I’ll never forget the feeling of his hand in mine as his lungs took their last breath. I’ll never forget the colour of his skin as it faded to yellow and then grey. I’ll never forgot, regrettably, looking at his eyes that had glazed and lost life after the nurse told us he’d gone. Most of all though, I’ll never forget spending hours on the beach in Feuterventura as an 11 year old starting wild fires with dad and toasting marshmallows on them. I’ll never forget him being the last person standing on the beach clapping when I lost an important windsurfing race. I’ll never forget watching endless repeats of Laurel and Hardy with him on sick days as a kid. I’ll never forget taking him to see AC/DC in the summer of 2016 and laughing as he shouted “I’m the hottest grandad in here”. I’ll never forget sharing a 2 man tent with him around the south island of New Zealand for 6 weeks in 2014. I will never forget how unbelievably lucky I was to have such an incredible and inspirational character in my life.

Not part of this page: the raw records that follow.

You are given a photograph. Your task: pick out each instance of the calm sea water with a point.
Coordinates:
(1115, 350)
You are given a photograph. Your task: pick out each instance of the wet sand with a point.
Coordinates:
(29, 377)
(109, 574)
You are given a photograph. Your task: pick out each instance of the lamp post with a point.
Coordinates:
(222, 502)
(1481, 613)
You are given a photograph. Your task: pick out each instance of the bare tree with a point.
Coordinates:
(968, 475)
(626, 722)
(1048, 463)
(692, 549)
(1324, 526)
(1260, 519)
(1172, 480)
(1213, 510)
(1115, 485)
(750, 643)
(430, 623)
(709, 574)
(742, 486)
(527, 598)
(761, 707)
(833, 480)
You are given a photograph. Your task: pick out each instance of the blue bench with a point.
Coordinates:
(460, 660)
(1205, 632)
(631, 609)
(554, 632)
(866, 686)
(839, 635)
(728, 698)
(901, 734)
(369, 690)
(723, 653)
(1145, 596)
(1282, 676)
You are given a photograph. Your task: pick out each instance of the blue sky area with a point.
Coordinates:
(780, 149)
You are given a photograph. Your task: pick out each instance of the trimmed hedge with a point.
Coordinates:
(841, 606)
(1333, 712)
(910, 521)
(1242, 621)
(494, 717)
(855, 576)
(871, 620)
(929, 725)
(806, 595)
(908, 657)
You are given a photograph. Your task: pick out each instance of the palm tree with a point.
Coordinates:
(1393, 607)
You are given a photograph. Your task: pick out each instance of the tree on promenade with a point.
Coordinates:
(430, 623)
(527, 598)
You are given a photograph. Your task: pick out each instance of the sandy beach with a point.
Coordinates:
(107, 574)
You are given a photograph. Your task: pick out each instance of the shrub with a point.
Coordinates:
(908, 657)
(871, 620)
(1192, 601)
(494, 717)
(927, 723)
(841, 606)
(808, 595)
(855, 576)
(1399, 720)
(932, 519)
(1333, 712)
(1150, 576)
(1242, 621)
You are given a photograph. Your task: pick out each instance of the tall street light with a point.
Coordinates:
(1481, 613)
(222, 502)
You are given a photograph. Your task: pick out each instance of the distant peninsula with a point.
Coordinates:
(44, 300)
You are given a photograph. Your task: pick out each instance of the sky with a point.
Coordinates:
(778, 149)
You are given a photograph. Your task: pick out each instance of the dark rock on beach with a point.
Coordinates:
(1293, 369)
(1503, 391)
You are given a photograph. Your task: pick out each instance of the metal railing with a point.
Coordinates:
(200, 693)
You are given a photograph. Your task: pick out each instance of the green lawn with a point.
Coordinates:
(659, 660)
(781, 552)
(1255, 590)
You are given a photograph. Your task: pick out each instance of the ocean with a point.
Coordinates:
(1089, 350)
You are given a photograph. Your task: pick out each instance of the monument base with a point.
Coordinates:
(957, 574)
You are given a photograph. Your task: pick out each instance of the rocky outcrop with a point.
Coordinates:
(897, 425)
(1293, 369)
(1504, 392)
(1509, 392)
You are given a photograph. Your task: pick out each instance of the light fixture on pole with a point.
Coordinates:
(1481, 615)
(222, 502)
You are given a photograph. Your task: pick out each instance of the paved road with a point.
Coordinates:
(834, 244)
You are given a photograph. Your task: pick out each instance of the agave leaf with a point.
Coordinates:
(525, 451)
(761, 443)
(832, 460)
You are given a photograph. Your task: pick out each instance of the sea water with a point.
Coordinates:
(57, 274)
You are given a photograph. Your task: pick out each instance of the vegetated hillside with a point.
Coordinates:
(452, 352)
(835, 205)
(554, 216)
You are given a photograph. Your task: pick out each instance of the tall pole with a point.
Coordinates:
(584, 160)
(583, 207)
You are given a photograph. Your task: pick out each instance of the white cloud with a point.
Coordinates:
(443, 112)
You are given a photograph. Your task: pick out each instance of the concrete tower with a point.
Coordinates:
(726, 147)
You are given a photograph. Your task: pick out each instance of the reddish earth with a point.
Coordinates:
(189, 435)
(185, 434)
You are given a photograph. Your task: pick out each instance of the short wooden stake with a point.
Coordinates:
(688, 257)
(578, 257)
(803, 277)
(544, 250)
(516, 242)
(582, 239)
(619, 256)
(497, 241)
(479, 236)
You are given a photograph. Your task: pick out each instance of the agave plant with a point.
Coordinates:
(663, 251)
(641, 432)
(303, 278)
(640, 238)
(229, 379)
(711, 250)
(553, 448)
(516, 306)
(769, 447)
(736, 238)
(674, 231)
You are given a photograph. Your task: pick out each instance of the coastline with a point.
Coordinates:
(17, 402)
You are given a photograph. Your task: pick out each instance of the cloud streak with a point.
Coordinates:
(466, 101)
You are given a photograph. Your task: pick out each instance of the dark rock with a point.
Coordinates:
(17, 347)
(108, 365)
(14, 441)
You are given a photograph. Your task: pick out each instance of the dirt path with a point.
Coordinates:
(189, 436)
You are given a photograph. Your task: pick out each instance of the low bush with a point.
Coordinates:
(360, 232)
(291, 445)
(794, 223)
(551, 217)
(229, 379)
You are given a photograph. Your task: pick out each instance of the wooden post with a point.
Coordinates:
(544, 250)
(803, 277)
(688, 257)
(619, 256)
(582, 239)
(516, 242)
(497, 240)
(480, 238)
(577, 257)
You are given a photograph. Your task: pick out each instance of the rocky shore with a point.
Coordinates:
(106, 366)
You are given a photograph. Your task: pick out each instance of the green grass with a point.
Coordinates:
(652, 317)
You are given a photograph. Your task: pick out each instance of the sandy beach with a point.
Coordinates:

If I could say one last thing to him, I’d have to repeat back at him two particularly legendary Pink Floyd lines that remind me so much of my childhood and any car journey I ever spent with my dad:

Remember when you were young, you shone like the sun. Shine on you crazy diamond and we’re just two lost souls swimming in a fish bowl, year after year. Running over the same old ground, and how we found, the same old fears, wish you were here.